One way to replace mtDNA throughout the body would be to secrete mitochondria from edited TRMs after systemic TRM replacement using arrestin domain containing protein 1 [ARRDC1]-mediated microvesicles (ARMMs) [75,76]. Self-amplifying RNA (saRNA) [77] or trans-amplifying RNA (taRNA) [78] can also be exported, which would encode TFAM to increase mtDNA copy number in target cells [79], as well as nucleases that target old mtDNA. The new mtDNA that is being exported would have mutations in non-coding regions or synonymous or even non-synonymous mutations in coding regions. It was shown that certain SNPs in the mitochondrial DNA are actually beneficial, so this should be possible [80,81].
Importantly, the entire mitochondrial genome based on a digital sequence can be “printed” and utilized therapeutically, as the genome is only 16,569 base pairs and mitochondrial epigenetics would likely not be a concern.

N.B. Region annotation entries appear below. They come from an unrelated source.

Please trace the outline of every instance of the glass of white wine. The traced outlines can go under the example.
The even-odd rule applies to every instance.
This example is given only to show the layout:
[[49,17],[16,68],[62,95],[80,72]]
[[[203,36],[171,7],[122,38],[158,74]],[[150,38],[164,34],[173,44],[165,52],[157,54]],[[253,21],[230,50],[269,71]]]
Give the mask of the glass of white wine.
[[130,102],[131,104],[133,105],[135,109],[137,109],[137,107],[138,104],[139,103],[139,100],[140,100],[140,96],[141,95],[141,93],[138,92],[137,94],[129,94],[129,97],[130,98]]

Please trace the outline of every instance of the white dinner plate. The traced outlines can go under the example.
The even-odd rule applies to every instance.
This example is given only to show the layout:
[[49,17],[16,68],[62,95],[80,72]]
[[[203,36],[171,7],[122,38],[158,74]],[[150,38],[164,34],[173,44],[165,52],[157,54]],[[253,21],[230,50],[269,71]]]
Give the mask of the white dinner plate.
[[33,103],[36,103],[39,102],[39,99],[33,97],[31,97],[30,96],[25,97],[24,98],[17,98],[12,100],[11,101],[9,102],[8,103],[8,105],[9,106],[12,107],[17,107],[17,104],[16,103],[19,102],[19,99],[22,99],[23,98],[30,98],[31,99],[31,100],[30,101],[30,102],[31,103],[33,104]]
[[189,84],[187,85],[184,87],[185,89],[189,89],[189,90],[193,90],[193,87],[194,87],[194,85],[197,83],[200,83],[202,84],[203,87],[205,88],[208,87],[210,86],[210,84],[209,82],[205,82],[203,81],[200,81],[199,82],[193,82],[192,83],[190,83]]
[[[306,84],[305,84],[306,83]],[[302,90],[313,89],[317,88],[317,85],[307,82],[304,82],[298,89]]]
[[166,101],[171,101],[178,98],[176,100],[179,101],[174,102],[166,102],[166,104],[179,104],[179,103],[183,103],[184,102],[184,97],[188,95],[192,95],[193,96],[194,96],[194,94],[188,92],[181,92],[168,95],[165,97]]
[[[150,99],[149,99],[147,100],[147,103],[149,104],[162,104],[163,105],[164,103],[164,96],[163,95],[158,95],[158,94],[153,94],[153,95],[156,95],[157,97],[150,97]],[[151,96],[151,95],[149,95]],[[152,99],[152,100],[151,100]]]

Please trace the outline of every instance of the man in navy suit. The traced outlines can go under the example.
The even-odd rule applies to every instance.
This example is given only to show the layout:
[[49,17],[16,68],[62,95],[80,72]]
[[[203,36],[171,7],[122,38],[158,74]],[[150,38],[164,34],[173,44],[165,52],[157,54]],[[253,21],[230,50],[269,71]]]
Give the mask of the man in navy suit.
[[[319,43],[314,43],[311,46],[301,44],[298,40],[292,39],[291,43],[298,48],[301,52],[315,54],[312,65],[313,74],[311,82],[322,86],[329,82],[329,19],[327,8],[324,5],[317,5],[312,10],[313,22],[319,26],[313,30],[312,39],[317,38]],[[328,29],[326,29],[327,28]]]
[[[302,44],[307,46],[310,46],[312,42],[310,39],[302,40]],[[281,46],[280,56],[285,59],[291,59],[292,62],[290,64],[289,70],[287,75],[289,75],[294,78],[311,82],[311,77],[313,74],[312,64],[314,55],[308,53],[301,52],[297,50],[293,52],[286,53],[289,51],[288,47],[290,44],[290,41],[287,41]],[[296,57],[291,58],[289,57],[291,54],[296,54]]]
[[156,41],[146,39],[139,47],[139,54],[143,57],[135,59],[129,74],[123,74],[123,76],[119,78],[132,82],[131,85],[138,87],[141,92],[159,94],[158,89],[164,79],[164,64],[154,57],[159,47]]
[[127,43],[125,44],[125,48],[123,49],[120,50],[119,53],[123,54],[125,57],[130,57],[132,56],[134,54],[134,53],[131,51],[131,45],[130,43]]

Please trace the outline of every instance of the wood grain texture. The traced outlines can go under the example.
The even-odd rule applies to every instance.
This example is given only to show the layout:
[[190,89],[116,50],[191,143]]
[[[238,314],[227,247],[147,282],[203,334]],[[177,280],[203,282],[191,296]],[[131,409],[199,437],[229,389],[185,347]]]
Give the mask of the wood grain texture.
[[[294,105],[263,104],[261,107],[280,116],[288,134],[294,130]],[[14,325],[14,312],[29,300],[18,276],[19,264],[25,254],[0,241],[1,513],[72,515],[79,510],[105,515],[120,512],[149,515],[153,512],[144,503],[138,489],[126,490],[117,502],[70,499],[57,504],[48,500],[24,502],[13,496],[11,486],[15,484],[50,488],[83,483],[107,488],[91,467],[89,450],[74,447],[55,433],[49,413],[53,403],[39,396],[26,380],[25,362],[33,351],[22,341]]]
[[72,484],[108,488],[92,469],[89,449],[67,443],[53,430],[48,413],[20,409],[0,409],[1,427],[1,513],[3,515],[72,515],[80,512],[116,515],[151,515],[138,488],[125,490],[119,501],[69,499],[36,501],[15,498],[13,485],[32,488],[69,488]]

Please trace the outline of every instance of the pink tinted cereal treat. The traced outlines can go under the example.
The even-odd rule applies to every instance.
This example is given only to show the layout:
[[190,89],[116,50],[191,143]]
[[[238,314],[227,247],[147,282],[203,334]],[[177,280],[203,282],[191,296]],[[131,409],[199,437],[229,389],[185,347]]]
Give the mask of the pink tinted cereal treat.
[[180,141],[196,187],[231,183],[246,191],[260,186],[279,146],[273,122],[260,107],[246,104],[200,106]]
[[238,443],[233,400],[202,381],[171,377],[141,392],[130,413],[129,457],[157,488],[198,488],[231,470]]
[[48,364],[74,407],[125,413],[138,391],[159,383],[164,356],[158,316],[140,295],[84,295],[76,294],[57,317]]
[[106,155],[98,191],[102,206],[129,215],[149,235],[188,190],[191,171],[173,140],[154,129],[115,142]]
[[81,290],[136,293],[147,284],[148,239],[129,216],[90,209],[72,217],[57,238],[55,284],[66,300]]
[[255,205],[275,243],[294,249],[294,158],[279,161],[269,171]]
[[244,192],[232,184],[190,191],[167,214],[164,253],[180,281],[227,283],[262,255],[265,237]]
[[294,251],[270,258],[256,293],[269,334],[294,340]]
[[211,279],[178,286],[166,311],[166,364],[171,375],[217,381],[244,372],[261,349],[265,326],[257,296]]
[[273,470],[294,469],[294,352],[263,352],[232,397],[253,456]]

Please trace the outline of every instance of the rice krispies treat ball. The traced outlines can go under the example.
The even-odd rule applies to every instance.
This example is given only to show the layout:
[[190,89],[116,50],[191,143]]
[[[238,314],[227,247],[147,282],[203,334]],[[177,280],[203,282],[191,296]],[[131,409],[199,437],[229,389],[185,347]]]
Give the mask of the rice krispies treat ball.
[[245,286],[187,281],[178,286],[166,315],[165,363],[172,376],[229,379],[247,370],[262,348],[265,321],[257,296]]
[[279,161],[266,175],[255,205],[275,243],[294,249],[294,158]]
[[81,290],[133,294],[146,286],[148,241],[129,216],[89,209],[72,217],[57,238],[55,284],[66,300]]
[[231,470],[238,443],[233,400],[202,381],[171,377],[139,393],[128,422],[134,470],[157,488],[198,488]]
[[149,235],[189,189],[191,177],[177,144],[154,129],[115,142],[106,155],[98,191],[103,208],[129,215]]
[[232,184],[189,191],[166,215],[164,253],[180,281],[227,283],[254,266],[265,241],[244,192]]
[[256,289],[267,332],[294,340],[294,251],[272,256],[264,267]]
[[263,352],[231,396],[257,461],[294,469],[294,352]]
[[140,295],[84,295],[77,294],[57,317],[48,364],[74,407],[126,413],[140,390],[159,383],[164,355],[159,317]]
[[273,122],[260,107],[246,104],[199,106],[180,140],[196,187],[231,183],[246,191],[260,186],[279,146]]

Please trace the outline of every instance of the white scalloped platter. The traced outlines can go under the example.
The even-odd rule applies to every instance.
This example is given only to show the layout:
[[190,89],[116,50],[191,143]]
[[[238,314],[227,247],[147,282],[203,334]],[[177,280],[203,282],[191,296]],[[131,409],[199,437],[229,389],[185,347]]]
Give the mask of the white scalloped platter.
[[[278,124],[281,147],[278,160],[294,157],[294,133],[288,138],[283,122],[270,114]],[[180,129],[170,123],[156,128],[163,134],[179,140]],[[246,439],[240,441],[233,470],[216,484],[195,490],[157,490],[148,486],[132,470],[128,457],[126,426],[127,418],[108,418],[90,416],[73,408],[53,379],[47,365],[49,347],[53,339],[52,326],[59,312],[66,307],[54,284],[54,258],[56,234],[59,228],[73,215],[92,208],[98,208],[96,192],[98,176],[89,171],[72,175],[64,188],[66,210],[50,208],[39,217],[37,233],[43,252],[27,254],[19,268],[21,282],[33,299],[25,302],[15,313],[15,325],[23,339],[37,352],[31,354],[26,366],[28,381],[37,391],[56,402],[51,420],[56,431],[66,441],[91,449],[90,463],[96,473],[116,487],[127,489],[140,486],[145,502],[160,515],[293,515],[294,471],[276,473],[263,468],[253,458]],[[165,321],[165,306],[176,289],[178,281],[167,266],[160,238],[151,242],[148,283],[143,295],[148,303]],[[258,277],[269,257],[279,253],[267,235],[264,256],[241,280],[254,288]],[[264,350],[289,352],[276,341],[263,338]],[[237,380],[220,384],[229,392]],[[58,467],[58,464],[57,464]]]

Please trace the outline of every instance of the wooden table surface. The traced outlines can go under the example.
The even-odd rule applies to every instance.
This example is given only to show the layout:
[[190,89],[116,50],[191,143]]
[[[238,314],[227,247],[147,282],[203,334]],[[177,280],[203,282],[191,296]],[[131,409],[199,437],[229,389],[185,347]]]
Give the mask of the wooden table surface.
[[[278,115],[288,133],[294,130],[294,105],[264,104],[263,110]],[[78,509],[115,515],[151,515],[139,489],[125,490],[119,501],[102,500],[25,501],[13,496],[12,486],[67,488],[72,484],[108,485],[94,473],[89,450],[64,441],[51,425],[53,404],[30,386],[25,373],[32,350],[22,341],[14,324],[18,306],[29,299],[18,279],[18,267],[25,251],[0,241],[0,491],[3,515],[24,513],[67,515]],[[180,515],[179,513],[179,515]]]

Monocytes appear to frequently secrete extracellular vesicles [82], and TRMs likely can do so as well. However, the secretion of larger vesicles such as microvesicles may be more rare due to plasma membrane size constraints - even when stimulated. The rate of microvesicle secretion may not be rapid enough to make a sizable dent in the overall number of mtDNA copies in target cells. It is also unclear how to substantially increase the availability of donor cell mitochondria for secretion purposes. PGC-1α, TFAM, and Drp1 overexpression could help to maximize mitochondrial biogenesis, mtDNA replication, and fission, but having a fragmented mitochondrial network could be detrimental for TRM functionality or cause inflammation. Endosomal escape may also be an issue with ARMMs, although mitochondria donated by mesenchymal stem cells via ARMMs were able to fuse with recipient cell mitochondria75; fusion with recipient cell plasma membranes may occur [76]. Furthermore, mitophagy could destroy at least some of the pristine genomes before the mitochondria that contain them fuse with target cell mitochondria and the genomes can be replicated. It was demonstrated that a mitochondrial targeted meganuclease can produce shifts in heteroplasmy over time [83,84]. However, there probably must be a large enough initial quantity of the genome that is to be selected via replicating RNA, which has a limited lifetime. Thus, although each mitochondrion may contain multiple mitochondrial genomes, if only a small number of mitochondria are delivered to a target cell with hundreds or thousands of mitochondria, this may not be enough - i.e., selection for the unmutated mitochondrial genome may take too long to be feasible via replicating RNA. If transfer of a cytoplasmic DNA plasmid [85] can be enacted, wherein it is taken up into the nucleus of target cells [86], low-level selection could potentially be effected for as long as necessary.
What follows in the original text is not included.